Darrow Miller and Friends

Abortion Doesn’t Contribute to Women’s Health

Many years ago I was one of about 250 people picketing in front of a “women’s health clinic.” Why would we do such a thing? I think it would be safe to say that all of us supported women’s health. So why would we protest in front a women’s health clinic? Because it was a site where women were objectified and their babies killed. This was an abortion clinic! The people who ran it did not have the courage of their convictions to speak plainly about what took place inside. What they did to the mothers and their babies was horrendous. Their term—“women’s health clinic” was an empty euphemism.

As the English writer G.K. Chesterton said, “When man ceases to believe in God, he does not believe in nothing, he believes in anything.”

Euphemism reached an art form in Nazi Germany. Hitler actually believed the “high” Aryan superior to the “low” aboriginal. He decided to speed up evolution by the active use of eugenics. But he needed to disguise the horror with therapeutic language. The Nazis mingled torture and death camps with the language of human health.

Their vision and policies ultimately led to death camps as the means of purging the Jewish cancer from the Aryan race. But the genocide had its beginnings in subtler ways. Robert Jay Lifton, in his book, The Nazi Doctors: Medical Killing and the Psychology of Genocide, notes that at the beginning the authorization for the killing was “oral and secret and to be ‘kept in a very narrow scope, and cover only the most serious cases’ ….” As the evil continued, however,  the practice of genocide became “loose, extensive, and increasingly known.” (page 51)

So called “useless eaters”—handicapped children and adults with mental deficiencies—were starved to death in Hungerhausers (literally “houses of hunger”).
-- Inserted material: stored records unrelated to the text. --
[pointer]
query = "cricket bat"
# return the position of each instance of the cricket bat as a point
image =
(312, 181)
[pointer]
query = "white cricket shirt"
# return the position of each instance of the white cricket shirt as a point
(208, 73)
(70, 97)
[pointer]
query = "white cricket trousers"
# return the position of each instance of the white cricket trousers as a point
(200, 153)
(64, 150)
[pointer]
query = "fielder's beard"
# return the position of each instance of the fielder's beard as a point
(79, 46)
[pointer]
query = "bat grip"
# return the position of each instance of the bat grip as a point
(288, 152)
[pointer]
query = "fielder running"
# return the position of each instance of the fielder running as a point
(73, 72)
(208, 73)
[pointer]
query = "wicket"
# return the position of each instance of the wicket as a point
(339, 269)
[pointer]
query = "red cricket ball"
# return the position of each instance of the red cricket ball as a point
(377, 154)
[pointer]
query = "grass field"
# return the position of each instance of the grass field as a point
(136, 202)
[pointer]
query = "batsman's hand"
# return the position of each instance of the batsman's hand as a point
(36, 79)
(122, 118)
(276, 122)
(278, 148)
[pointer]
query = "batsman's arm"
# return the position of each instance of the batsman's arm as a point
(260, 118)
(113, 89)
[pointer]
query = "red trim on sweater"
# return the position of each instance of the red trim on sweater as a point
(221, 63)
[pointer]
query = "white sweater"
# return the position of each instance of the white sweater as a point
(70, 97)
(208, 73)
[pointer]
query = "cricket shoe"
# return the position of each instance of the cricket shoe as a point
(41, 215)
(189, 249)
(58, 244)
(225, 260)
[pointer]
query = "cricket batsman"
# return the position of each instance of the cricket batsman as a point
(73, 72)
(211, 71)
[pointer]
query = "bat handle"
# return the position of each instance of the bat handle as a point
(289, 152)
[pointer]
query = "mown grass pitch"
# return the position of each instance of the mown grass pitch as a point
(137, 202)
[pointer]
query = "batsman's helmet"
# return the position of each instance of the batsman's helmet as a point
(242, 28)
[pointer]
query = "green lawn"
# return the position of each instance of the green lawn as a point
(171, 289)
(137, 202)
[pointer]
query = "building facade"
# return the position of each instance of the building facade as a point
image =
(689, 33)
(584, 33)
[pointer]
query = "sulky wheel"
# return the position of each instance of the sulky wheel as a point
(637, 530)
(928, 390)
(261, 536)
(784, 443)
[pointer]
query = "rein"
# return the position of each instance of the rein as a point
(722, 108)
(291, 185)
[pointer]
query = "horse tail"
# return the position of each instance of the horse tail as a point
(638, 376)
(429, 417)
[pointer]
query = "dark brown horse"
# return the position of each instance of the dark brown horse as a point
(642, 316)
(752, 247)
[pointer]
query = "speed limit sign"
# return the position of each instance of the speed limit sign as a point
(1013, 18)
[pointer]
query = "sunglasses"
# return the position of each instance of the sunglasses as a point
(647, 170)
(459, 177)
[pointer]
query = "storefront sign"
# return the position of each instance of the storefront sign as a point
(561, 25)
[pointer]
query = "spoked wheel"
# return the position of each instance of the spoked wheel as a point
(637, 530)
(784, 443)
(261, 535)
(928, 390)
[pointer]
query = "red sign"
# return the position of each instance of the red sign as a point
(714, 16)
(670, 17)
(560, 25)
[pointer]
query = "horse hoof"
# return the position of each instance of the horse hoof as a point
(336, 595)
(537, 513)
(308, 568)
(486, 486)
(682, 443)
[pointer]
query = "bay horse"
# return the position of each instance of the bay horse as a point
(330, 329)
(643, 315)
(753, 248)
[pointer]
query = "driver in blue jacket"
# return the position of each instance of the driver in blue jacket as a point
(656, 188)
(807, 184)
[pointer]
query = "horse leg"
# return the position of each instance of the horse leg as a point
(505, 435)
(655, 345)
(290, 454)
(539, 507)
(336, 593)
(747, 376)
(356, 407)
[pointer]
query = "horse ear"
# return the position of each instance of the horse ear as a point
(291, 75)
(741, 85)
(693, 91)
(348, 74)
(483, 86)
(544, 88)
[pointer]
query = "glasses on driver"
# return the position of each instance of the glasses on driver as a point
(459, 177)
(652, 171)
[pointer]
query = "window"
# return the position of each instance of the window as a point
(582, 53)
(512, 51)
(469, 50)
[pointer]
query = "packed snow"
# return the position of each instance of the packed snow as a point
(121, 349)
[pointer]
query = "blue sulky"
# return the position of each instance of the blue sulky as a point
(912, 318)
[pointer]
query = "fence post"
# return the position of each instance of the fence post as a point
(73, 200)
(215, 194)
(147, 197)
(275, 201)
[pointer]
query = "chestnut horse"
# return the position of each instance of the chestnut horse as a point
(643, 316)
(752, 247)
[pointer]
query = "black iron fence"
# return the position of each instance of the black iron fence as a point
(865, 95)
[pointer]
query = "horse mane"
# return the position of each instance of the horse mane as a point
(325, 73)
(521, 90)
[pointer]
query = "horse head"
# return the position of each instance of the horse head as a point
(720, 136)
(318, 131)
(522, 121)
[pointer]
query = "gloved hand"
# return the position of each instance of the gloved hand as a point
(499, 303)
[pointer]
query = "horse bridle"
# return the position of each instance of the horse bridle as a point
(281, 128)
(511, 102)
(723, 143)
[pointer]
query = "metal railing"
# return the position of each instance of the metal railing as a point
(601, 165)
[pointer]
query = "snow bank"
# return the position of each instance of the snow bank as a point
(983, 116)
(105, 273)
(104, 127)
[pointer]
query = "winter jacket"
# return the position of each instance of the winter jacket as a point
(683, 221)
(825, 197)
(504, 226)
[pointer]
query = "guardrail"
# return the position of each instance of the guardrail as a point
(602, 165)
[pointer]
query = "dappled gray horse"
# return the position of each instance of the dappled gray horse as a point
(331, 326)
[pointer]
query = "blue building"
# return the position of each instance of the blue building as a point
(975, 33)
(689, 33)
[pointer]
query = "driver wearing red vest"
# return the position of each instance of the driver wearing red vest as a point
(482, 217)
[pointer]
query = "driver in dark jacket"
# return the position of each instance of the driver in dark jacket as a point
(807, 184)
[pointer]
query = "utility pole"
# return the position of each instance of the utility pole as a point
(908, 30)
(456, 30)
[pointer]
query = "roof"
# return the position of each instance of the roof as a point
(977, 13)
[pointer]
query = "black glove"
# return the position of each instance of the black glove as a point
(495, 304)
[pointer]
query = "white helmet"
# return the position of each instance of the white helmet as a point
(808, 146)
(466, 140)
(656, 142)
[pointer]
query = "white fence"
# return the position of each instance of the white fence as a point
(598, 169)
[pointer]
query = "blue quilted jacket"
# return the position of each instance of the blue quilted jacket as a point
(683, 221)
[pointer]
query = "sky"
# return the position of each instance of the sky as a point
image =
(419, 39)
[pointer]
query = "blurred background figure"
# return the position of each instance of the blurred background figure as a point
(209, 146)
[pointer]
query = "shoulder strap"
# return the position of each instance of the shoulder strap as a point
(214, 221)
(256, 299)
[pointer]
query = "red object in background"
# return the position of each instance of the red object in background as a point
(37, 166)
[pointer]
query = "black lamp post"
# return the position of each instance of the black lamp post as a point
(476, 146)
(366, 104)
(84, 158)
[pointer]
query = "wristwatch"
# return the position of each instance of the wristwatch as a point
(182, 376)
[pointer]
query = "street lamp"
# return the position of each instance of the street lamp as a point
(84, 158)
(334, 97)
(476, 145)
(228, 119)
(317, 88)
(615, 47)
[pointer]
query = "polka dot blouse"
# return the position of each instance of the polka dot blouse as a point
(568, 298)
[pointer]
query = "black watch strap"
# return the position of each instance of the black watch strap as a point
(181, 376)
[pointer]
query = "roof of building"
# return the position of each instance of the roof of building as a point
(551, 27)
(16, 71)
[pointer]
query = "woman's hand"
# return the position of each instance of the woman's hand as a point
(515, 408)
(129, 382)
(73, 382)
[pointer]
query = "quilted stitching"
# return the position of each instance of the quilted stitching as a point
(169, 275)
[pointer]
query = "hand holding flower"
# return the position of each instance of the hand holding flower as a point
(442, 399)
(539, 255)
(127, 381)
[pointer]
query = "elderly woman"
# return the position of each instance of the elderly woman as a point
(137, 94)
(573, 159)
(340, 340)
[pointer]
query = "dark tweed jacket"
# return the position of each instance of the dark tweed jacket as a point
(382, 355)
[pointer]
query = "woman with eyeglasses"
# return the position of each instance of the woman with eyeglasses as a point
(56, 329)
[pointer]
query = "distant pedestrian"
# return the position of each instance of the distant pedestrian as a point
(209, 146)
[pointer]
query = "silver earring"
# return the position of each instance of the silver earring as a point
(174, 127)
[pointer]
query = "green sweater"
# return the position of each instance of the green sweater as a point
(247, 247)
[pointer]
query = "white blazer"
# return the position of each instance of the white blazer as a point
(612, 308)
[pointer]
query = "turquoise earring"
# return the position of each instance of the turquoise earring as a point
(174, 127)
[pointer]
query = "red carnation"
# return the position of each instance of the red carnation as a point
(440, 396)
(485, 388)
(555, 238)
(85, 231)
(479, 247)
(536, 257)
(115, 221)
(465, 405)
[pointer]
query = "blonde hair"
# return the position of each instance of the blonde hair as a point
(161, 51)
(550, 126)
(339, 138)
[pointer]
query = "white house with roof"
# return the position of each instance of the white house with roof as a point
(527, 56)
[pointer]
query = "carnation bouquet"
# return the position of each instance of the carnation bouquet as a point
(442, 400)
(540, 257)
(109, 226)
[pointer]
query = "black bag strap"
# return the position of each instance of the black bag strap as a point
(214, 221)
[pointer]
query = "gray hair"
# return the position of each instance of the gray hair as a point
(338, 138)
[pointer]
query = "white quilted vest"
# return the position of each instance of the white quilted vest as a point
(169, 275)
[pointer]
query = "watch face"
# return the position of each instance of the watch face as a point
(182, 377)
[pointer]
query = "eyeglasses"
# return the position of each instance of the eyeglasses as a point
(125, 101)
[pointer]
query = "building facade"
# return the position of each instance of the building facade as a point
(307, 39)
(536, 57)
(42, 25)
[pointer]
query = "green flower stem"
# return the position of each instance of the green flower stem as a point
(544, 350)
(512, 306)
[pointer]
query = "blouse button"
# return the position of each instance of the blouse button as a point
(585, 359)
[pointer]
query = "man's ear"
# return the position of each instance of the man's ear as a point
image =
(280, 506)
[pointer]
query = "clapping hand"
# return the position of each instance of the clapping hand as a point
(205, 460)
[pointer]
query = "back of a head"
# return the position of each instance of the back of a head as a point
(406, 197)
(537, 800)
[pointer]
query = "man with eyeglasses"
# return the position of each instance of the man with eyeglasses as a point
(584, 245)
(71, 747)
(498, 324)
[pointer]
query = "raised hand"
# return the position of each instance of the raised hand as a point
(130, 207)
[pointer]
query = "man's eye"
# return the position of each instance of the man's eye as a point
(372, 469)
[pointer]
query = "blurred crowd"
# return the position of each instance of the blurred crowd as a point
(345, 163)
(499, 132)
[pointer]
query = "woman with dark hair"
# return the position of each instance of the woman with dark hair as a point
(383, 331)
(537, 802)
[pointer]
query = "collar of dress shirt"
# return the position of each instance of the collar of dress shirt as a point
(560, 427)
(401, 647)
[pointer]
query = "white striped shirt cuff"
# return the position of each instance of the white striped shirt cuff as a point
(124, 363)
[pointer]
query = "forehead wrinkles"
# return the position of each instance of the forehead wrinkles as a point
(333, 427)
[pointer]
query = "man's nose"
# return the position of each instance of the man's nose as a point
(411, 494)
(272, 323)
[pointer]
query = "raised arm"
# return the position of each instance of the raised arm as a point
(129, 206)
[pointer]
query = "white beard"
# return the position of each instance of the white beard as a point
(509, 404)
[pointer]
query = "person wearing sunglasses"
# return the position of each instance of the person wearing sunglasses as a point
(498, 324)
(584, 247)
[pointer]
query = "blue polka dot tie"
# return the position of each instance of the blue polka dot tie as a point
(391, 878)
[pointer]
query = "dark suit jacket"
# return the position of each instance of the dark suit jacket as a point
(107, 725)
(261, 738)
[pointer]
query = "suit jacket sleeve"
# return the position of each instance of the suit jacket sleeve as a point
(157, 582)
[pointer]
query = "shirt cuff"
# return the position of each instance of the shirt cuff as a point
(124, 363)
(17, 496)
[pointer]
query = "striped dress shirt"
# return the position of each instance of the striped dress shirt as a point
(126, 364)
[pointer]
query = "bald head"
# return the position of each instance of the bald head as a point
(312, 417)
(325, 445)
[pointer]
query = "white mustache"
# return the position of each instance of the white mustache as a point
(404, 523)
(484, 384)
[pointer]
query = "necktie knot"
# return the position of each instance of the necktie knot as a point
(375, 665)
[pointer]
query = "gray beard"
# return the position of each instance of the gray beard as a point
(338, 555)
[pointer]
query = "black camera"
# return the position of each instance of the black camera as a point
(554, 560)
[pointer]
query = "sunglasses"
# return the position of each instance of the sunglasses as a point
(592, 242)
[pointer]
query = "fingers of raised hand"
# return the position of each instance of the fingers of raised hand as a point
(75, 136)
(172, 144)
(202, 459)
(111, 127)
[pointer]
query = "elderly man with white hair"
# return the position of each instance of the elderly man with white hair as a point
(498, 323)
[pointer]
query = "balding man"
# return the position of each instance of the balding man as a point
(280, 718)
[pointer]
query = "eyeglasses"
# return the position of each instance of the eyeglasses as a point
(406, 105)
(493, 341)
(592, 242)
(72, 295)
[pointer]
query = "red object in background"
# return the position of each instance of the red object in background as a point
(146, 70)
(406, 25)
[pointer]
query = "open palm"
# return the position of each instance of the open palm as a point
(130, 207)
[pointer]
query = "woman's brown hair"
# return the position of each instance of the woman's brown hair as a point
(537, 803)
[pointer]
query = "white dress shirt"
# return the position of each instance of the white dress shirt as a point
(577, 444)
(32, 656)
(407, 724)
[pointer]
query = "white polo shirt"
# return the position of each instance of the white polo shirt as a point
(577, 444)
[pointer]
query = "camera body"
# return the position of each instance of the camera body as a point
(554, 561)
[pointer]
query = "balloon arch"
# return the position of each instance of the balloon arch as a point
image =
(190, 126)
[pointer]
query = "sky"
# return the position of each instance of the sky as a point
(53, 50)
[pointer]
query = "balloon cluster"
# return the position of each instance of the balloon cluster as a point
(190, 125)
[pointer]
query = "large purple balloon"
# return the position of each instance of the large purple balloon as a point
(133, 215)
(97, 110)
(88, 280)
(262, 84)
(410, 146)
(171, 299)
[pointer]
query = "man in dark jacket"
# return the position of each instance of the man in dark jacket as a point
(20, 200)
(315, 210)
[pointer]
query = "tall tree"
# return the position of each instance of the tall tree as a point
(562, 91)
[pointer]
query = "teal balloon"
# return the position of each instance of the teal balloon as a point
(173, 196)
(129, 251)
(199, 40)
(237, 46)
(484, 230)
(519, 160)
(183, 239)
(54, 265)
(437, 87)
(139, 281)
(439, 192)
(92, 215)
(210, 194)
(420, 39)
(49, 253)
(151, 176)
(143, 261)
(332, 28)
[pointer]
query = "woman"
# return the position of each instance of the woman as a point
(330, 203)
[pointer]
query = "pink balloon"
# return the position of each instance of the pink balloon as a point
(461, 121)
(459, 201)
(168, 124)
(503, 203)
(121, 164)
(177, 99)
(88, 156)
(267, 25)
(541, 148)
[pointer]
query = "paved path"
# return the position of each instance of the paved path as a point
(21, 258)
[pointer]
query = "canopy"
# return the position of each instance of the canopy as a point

Abortion was prohibited for the Nordic races, but coercive abortion and sterilization were the norm for people with mental deficiencies, anti-social behaviors, and “lower races.” Genocide—the murder of a large group of people—was justified in the name of healing. Hitler wanted to purify humanity by assuring the Aryan future and exterminating people deemed inferior.

The Nazis, and much of the world, believed anything. With no moral absolutes, right and wrong were maliciously confused. Doctors tasked to save lives crossed a terrible threshold; the medical profession became human exterminators for the Reich.

Creative use of language was used to hide the insidious truth. Terms like “healing work,” “putting to sleep,” “special diet,” and “therapy” were euphemisms for murder. “Resettlement,” “deportation,” and “Final Solution to the Jewish Question” substituted for “genocide.” The Nazis, the German people, and the free world believed anything. In Germany it all began with the declarative lie, lebensunwerten Lebens, “Life Unworthy of Life.”

Melinda Gates doesn't fund abortion
Photo by Remy Steinegger

Recently, Melinda Gates, the wife of Bill Gates and co-founder of the Bill and Melinda Gates Foundation, made an excellent distinction between women’s health and abortion. Gates related an experience she had while speaking to reporters in Toronto, Canada, on June 2, 2014.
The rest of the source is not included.